La scala mancante: cinque progetti contro 2.000+ MW
La rete canadese è già circa l’80% non emissiva in aggregato, e Ottawa ha discusso di raddoppiare la capacità della rete entro il 2050. Raddoppiare significa aggiungere, tra oggi e metà secolo, una quantità di capacità pari a quella già installata. Ma la scala dei nuovi collegamenti annunciati non sembra all’altezza di questa traiettoria. Secondo Stephen Thomas della David Suzuki Foundation, nessuno dei progetti annunciati si avvicina alla scala di 2.000+ megawatt che gli esperti di politica considerano necessaria.
Il contrasto è netto. Il Canada parte da una base di generazione in gran parte non emissiva e da un’infrastruttura di export molto sviluppata verso gli Stati Uniti; eppure, dentro i confini, le nuove interconnessioni restano sotto la soglia che gli esperti indicano come rilevante. Cinque progetti non raggiungono, singolarmente, la scala considerata minima: resta da capire se rappresentino un primo passo o un limite rispetto al fabbisogno dichiarato.

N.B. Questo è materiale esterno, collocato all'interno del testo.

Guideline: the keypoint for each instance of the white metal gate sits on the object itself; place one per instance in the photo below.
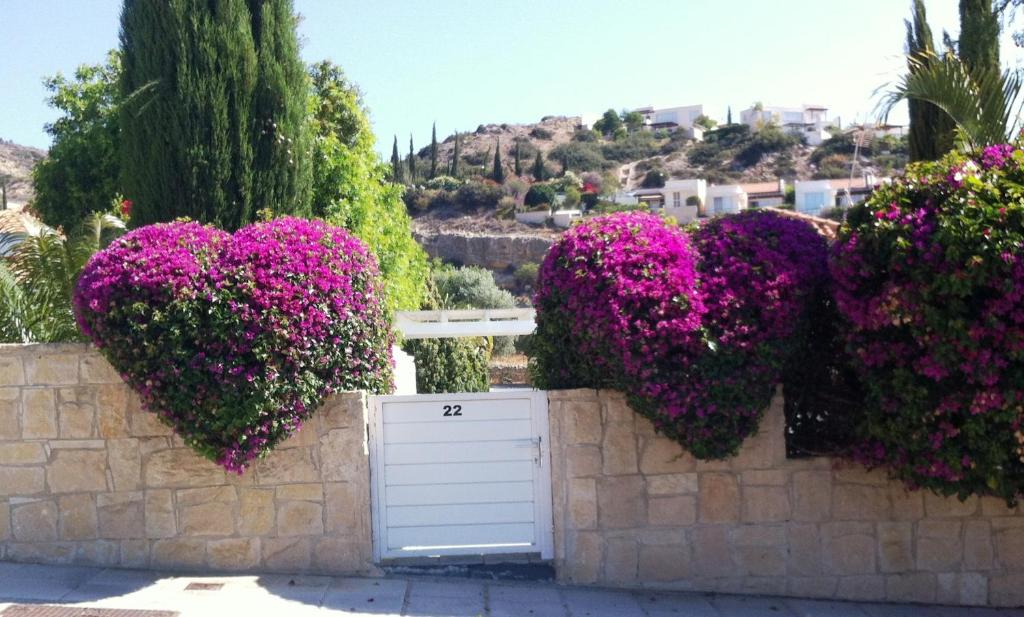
(461, 474)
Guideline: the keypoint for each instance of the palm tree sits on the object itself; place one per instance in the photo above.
(984, 105)
(38, 278)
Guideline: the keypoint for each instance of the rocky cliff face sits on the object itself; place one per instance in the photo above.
(498, 253)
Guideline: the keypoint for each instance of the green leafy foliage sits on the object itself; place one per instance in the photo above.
(80, 175)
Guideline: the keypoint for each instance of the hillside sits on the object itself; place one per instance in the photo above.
(16, 163)
(728, 155)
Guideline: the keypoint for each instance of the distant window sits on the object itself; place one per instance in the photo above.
(814, 202)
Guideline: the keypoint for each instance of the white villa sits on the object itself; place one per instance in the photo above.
(810, 121)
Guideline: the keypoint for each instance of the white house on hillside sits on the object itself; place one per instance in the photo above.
(809, 121)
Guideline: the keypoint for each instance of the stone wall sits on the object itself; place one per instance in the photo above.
(86, 477)
(631, 510)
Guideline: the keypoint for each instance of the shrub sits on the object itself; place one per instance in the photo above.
(540, 194)
(474, 195)
(451, 364)
(696, 334)
(930, 274)
(235, 340)
(655, 178)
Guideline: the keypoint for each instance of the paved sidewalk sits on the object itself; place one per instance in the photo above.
(306, 596)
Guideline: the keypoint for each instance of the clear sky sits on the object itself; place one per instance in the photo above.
(465, 62)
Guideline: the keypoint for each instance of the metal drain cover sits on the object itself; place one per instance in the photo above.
(26, 610)
(204, 586)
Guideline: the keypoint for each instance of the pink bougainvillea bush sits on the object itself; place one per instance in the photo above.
(695, 331)
(930, 275)
(235, 340)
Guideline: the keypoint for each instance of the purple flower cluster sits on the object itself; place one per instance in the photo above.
(695, 329)
(930, 278)
(236, 340)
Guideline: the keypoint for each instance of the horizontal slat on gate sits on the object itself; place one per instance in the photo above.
(460, 535)
(469, 514)
(457, 431)
(440, 494)
(409, 453)
(457, 473)
(476, 409)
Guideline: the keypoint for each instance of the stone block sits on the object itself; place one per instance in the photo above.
(939, 545)
(293, 465)
(911, 586)
(864, 587)
(345, 504)
(301, 492)
(76, 412)
(1006, 590)
(11, 371)
(937, 507)
(77, 471)
(582, 499)
(672, 511)
(39, 413)
(121, 515)
(112, 411)
(583, 461)
(126, 464)
(582, 421)
(180, 467)
(35, 522)
(804, 542)
(10, 413)
(178, 553)
(342, 556)
(622, 502)
(978, 553)
(672, 484)
(233, 554)
(159, 510)
(719, 498)
(22, 452)
(256, 512)
(620, 561)
(859, 502)
(300, 518)
(765, 504)
(619, 448)
(665, 563)
(850, 554)
(663, 455)
(212, 519)
(584, 559)
(95, 369)
(712, 554)
(51, 369)
(896, 546)
(134, 554)
(77, 518)
(22, 480)
(287, 555)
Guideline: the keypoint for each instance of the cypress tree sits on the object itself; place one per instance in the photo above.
(499, 171)
(455, 157)
(396, 169)
(979, 41)
(213, 126)
(931, 132)
(433, 150)
(412, 162)
(539, 167)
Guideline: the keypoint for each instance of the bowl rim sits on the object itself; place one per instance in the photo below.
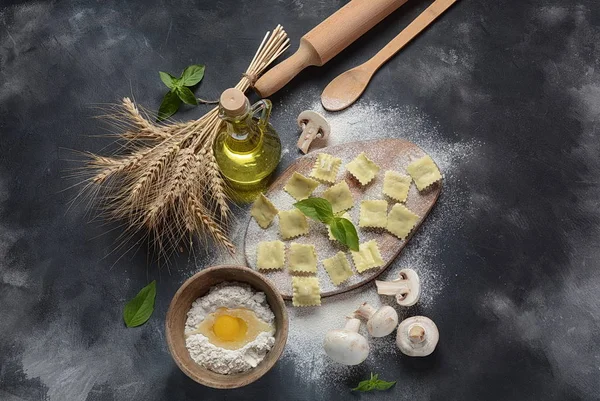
(251, 375)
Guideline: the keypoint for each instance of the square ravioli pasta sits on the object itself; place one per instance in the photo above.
(401, 221)
(306, 291)
(270, 255)
(338, 268)
(302, 258)
(396, 185)
(339, 196)
(373, 213)
(424, 171)
(263, 211)
(367, 257)
(363, 169)
(326, 168)
(292, 223)
(300, 187)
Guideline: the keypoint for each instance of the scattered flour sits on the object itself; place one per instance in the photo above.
(217, 359)
(304, 349)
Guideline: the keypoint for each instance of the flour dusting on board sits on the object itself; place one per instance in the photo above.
(308, 326)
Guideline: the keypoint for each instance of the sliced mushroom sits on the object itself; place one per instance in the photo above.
(417, 336)
(406, 288)
(380, 322)
(313, 126)
(345, 345)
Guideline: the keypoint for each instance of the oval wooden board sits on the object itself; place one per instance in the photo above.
(388, 154)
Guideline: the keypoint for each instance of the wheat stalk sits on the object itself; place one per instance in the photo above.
(165, 178)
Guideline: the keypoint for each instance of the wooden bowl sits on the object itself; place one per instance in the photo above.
(198, 285)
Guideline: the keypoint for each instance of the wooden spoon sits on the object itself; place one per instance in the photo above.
(348, 86)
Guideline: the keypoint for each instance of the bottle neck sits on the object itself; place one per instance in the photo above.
(243, 134)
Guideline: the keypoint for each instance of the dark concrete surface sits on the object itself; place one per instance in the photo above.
(520, 313)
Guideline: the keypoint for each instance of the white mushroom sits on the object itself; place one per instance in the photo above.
(345, 345)
(406, 288)
(380, 322)
(313, 126)
(417, 336)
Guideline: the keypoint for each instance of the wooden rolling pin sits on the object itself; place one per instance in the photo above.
(326, 40)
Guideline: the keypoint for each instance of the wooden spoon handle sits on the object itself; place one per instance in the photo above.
(410, 32)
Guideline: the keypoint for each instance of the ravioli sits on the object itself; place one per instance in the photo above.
(339, 196)
(330, 234)
(292, 223)
(338, 268)
(302, 258)
(401, 221)
(396, 185)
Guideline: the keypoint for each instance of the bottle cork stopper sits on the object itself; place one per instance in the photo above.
(233, 102)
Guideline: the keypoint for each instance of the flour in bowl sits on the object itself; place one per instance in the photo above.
(231, 329)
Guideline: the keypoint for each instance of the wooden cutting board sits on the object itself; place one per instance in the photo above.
(388, 154)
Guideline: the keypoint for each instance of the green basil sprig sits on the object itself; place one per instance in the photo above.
(373, 384)
(179, 90)
(139, 309)
(320, 209)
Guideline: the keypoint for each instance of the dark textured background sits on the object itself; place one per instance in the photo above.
(520, 314)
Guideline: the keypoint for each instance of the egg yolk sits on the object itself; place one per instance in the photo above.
(232, 328)
(229, 328)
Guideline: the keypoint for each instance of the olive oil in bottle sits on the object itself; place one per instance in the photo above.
(247, 148)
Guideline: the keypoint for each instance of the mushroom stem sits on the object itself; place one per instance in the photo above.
(365, 311)
(406, 288)
(353, 325)
(416, 334)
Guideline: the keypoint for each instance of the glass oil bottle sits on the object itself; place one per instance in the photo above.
(247, 148)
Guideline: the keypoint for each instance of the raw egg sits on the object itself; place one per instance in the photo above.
(232, 328)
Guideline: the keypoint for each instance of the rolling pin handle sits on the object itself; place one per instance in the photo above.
(278, 76)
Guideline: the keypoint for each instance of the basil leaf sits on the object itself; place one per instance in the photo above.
(373, 384)
(139, 309)
(364, 385)
(344, 231)
(317, 209)
(383, 385)
(186, 95)
(192, 75)
(169, 80)
(169, 106)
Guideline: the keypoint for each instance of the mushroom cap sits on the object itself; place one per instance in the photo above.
(429, 341)
(383, 322)
(346, 347)
(314, 118)
(414, 288)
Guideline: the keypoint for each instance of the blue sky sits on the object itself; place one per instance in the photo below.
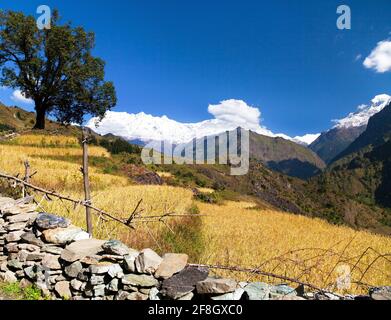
(288, 58)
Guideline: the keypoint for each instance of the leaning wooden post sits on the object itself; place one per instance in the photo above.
(26, 177)
(87, 191)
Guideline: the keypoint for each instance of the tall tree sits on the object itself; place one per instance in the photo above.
(54, 67)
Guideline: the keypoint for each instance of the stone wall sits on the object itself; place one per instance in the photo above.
(45, 250)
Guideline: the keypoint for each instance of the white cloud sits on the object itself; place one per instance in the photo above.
(18, 96)
(380, 57)
(238, 113)
(364, 113)
(228, 115)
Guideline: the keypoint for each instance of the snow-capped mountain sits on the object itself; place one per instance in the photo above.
(345, 131)
(363, 113)
(228, 115)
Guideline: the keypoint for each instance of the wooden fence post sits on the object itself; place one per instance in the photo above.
(87, 191)
(26, 177)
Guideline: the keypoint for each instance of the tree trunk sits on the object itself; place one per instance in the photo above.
(40, 118)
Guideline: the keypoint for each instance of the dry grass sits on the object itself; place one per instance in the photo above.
(114, 194)
(231, 234)
(290, 245)
(206, 190)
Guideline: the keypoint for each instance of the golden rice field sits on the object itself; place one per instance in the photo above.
(291, 245)
(231, 234)
(114, 194)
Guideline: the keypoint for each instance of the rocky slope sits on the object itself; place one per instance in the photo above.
(333, 142)
(64, 263)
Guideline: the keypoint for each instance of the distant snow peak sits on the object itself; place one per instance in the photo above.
(306, 139)
(228, 115)
(364, 113)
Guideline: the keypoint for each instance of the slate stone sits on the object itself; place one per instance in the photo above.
(99, 291)
(25, 217)
(232, 296)
(129, 261)
(148, 261)
(47, 221)
(76, 284)
(62, 288)
(81, 249)
(137, 296)
(141, 280)
(257, 291)
(96, 280)
(30, 237)
(183, 282)
(100, 268)
(115, 247)
(73, 269)
(51, 262)
(15, 265)
(52, 249)
(14, 236)
(172, 263)
(381, 293)
(115, 270)
(282, 290)
(216, 286)
(63, 236)
(113, 285)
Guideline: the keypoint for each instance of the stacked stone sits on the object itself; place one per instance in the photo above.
(45, 250)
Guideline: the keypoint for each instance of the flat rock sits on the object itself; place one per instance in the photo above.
(18, 209)
(81, 249)
(216, 286)
(14, 236)
(73, 269)
(96, 280)
(115, 247)
(99, 291)
(15, 265)
(381, 293)
(90, 260)
(35, 256)
(62, 288)
(51, 262)
(47, 221)
(187, 297)
(52, 249)
(9, 277)
(142, 280)
(115, 271)
(25, 217)
(183, 282)
(100, 268)
(63, 236)
(257, 291)
(113, 285)
(289, 297)
(16, 226)
(76, 284)
(282, 290)
(30, 237)
(137, 296)
(232, 296)
(130, 261)
(172, 263)
(148, 261)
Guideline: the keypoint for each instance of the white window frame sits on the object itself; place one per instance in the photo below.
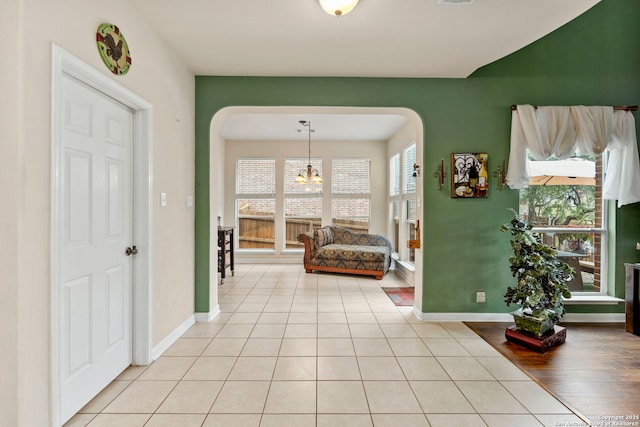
(317, 163)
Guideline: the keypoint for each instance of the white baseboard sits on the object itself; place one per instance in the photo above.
(593, 318)
(506, 317)
(163, 345)
(463, 317)
(208, 316)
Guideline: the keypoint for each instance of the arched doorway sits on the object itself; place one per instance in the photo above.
(217, 172)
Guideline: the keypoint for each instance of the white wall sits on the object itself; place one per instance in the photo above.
(373, 150)
(156, 76)
(10, 169)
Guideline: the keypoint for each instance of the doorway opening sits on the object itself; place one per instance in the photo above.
(221, 203)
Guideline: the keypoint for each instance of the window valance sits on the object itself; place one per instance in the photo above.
(559, 132)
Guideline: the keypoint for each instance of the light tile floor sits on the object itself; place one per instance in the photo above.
(295, 349)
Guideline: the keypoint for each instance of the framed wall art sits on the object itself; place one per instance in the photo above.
(469, 175)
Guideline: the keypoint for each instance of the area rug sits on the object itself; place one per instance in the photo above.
(400, 296)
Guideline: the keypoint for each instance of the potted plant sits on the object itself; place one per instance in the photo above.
(541, 280)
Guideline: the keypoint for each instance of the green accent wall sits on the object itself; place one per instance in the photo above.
(593, 60)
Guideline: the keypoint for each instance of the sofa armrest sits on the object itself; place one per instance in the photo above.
(309, 245)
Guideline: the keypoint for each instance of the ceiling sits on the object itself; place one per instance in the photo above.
(380, 38)
(326, 127)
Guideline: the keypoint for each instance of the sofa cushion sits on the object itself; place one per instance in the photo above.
(322, 236)
(353, 253)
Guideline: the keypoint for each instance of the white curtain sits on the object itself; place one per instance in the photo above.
(561, 131)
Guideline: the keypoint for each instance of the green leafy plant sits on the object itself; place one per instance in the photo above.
(541, 276)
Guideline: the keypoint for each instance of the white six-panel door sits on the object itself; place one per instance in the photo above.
(96, 226)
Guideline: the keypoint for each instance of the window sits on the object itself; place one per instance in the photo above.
(255, 203)
(394, 175)
(302, 202)
(402, 199)
(564, 204)
(409, 199)
(351, 193)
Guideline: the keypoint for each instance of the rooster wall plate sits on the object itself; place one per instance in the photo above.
(113, 49)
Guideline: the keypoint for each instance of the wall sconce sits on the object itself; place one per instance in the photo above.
(416, 170)
(439, 173)
(500, 173)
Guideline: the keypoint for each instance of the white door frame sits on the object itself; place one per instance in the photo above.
(63, 63)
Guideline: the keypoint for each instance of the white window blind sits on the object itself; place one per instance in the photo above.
(256, 176)
(394, 175)
(350, 176)
(409, 158)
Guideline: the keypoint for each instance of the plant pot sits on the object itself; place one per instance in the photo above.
(538, 326)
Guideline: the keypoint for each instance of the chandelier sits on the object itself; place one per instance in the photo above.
(309, 174)
(338, 7)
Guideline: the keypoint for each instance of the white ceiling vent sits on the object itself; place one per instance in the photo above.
(456, 1)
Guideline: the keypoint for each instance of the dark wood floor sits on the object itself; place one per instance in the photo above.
(596, 372)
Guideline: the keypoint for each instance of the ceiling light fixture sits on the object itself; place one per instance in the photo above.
(338, 7)
(309, 174)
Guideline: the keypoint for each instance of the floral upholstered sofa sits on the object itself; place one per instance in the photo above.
(339, 250)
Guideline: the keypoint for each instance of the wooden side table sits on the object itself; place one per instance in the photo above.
(225, 251)
(632, 298)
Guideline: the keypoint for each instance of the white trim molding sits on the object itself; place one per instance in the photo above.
(208, 316)
(507, 317)
(170, 339)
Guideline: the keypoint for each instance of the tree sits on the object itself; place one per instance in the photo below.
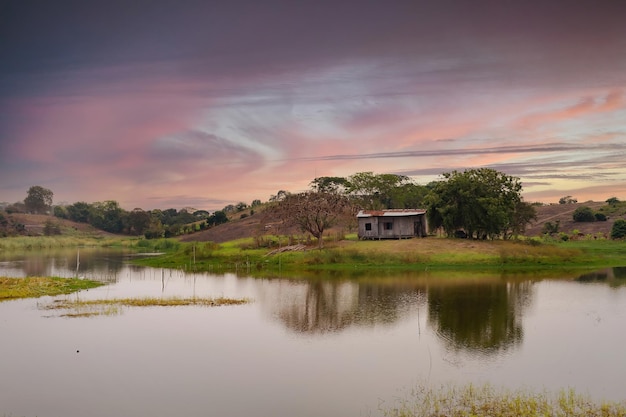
(79, 212)
(568, 200)
(375, 191)
(618, 231)
(38, 200)
(583, 214)
(313, 212)
(138, 222)
(108, 216)
(330, 184)
(482, 202)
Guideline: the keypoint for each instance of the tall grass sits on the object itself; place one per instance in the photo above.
(39, 286)
(487, 401)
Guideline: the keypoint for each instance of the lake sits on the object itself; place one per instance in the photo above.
(327, 345)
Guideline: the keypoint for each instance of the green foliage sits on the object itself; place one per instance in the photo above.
(600, 217)
(487, 401)
(51, 228)
(107, 216)
(79, 212)
(38, 200)
(583, 214)
(550, 228)
(138, 222)
(482, 202)
(11, 288)
(618, 231)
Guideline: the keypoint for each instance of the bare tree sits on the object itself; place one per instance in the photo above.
(313, 212)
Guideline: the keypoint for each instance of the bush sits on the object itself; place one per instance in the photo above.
(550, 228)
(584, 214)
(619, 229)
(601, 217)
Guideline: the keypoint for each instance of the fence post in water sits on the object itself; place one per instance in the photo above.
(77, 261)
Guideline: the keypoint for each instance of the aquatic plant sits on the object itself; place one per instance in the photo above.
(486, 400)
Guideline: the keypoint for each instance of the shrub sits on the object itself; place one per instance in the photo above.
(550, 228)
(601, 217)
(584, 214)
(619, 229)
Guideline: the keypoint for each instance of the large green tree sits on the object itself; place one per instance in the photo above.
(379, 191)
(482, 202)
(38, 199)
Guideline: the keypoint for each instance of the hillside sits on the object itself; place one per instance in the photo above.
(255, 225)
(34, 224)
(563, 213)
(252, 225)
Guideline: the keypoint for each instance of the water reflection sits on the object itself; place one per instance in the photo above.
(483, 318)
(95, 263)
(321, 306)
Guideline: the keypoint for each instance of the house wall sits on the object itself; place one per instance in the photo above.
(401, 227)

Il punto non è la quantità di progetti, ma la capacità che ciascuno può effettivamente autorizzare. La soglia dei 2.000+ megawatt non è un dettaglio tecnico: è l’ordine di grandezza che gli esperti associano a un’interconnessione in grado di spostare volumi significativi di elettricità tra regioni con esigenze diverse. Un’interconnessione da poche centinaia di megawatt può avere senso per bilanciare un confine locale, ma non cambia la capacità complessiva di una rete che dovrebbe raddoppiare. La differenza tra un primo passo e un limite sta proprio in questa scala.
Il test dei prossimi mesi: Saskatchewan–Manitoba e la strada per il 2050
Se la scala attuale è insufficiente, la strategia si gioca sulla selezione dei progetti giusti. Tra le cinque interconnessioni annunciate, quella Saskatchewan–Manitoba è probabilmente la più strategicamente importante. È il progetto che, se autorizzato su scala adeguata, potrebbe dare sostanza all’obiettivo di una rete nazionale più integrata; se resterà sotto la soglia dei 2.000 megawatt, invece, dirà molto sui limiti reali dell’ambizione federale. Non basterà annunciare confini provinciali: serviranno autorizzazioni, finanziamenti e tempi certi per trasformare i progetti in infrastrutture reali.
Il numero da tenere d’occhio, nei prossimi mesi, non è il numero di interconnessioni annunciate, ma i megawatt realmente autorizzati. Il termometro sarà Saskatchewan–Manitoba: se la connessione strategicamente più importante non decollerà oltre i 2.000 megawatt richiesti dagli esperti, il raddoppio della rete al 2050 resterà un numero sulla carta.